Cloudera Docs

Configuring Azure Active Directory identity federation in CDP

You can onboard users by configuring Azure Active Directory (Azure AD) identity federation with CDP.

Steps

  1. Log in to CDP web interface and navigate to Management Console > User Management > select the Identity Providers tab.

  2. Download the CDP saml-metadata.XML file (from https://cdp.cloudera.com/iam/downloads/saml-metadata.xml) onto your computer. You will need it later.

  3. Open another web browser window, navigate to https://portal.azure.com/, and log in to your Azure Portal.

  4. On your Azure Portal, navigate to the Azure Active Directory.

  5. Select the Enterprise applications service.

  6. Click on the +New application button.

  7. Select the Non-gallery application.

  8. Give the application a name, for example. CDP_id_federation.

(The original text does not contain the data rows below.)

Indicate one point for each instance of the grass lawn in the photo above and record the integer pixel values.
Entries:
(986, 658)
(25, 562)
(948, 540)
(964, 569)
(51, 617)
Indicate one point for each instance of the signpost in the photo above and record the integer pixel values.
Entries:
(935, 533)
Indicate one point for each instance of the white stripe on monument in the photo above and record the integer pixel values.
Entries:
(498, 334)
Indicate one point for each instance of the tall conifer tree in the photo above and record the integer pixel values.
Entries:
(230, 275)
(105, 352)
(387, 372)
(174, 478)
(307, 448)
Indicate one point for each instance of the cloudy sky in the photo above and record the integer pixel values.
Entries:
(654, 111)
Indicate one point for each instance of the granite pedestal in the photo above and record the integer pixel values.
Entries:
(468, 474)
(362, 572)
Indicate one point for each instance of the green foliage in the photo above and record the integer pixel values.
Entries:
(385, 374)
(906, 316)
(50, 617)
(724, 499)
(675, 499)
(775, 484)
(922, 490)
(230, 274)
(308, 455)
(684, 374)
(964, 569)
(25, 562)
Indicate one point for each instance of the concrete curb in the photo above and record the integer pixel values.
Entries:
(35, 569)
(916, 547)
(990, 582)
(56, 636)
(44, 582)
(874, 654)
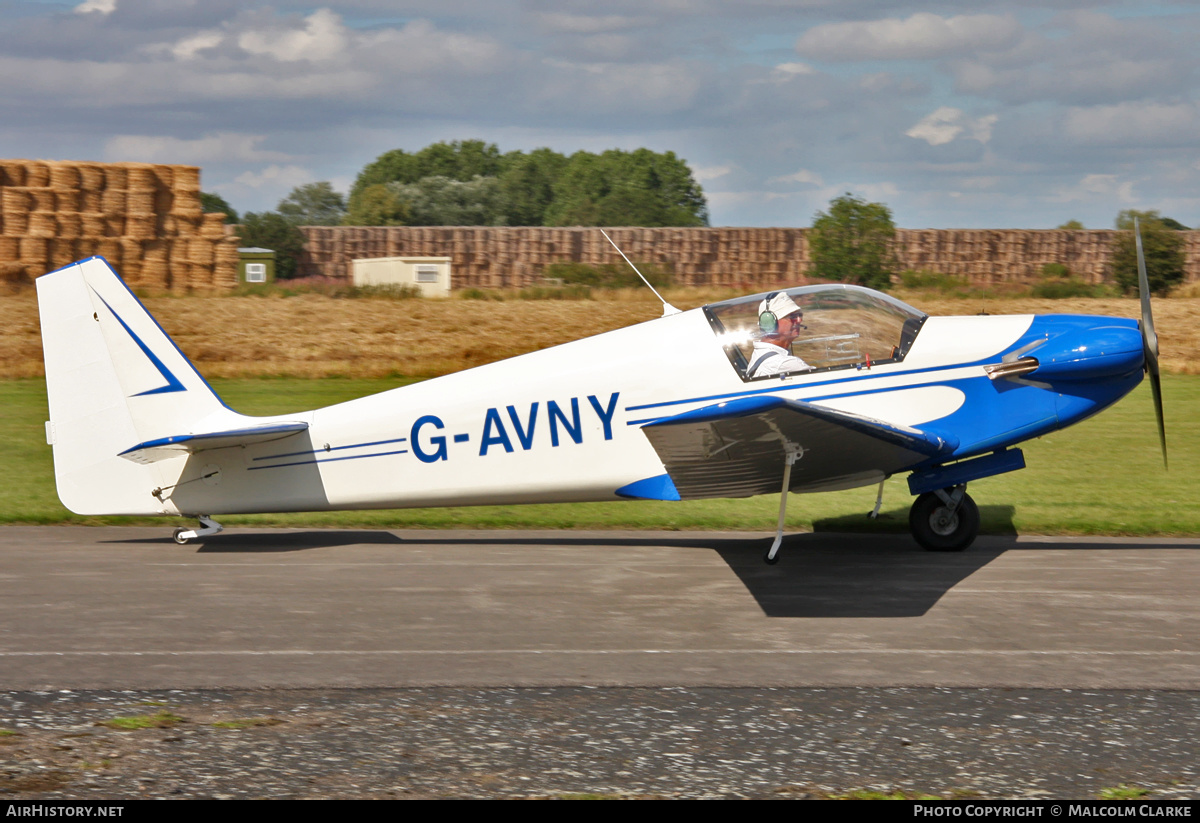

  9. Click on the +Add button.

  10. Once the application is added, go to 2. Set up single sign on .

  11. Upload the metadata XML file that you saved in the earlier step.

  12. Download the Federation Metadata xml for your Azure AD application and save it on your computer.

  13. Switch back to CDP web interface > Management Console browser window. Click on User Management > Identity Provider on that page to create an identity provider.

  14. Name your identity Provider in CDP, for example MyCompany_AAD, and upload the metadata XMLfile that you saved previously.

  15. Click Create.

  16. Click on MyCompany_AAD on CDP console and copy the Single Sign On URL. You will need it later.

  17. Switch back to Azure AD Azure Portal browser window.

  18. Edit 1.Basic SAML Configuration:
    1. Make sure the value for Identifier (Entity ID) is populated like “urn:cloudera:altus”. If you are federating multiple ID providers, each Identifier (Entity ID) will need to be unique.
    2. Paste the value from the Single Sign On URL you copied earlier into the line Reply URL (Assertion Consumer Service URL).
  19. Edit 2.User Attributes & Claims:
    1. If the customer is using on-prem Active Directory and Active Directory Connect to sync with Azure AD, you will be able to import Azure AD groups into CDP. Click +Add a group claim.
    2. On the Group Claims blade, do the following:
      1. Select Security groups or Groups assigned to the application.
      2. Select Source Attribute sAMAccountName.
      3. Check the Customize the name of the group claim.
      4. Enter “groups” in Name (Required).
      5. Namespace enter https://cdp.cloudera.com/SAML/Attributes.
      6. Click Save.
    3. For the rest of the claims, follow the instructions at Configuring your enterprise IdP to work with CDP.
    Name Namespace Source Source Attribute
    firstName https://cdp.cloudera.com/SAML/Attributes Attribute user.givenname
    lastName https://cdp.cloudera.com/SAML/Attributes Attribute user.surname
    mail Attribute user.mail
  20. Click on the SAML-based Sign-On on the top.

  21. Test this application.

Once these steps are completed, a CDP user will login with their integrated Azure AD identity through their Office 365 applications page (Office.com). A new tile will appear for the CDP application created above.

Once a user signs in, the User and Groups will show up on the CDP Management Console’s User Management screen.

What to do next:
  • Assign users to groups within your Azure AD that you will map to roles in CDP.
  • Assign CDP roles to either the new users or the groups as appropriate.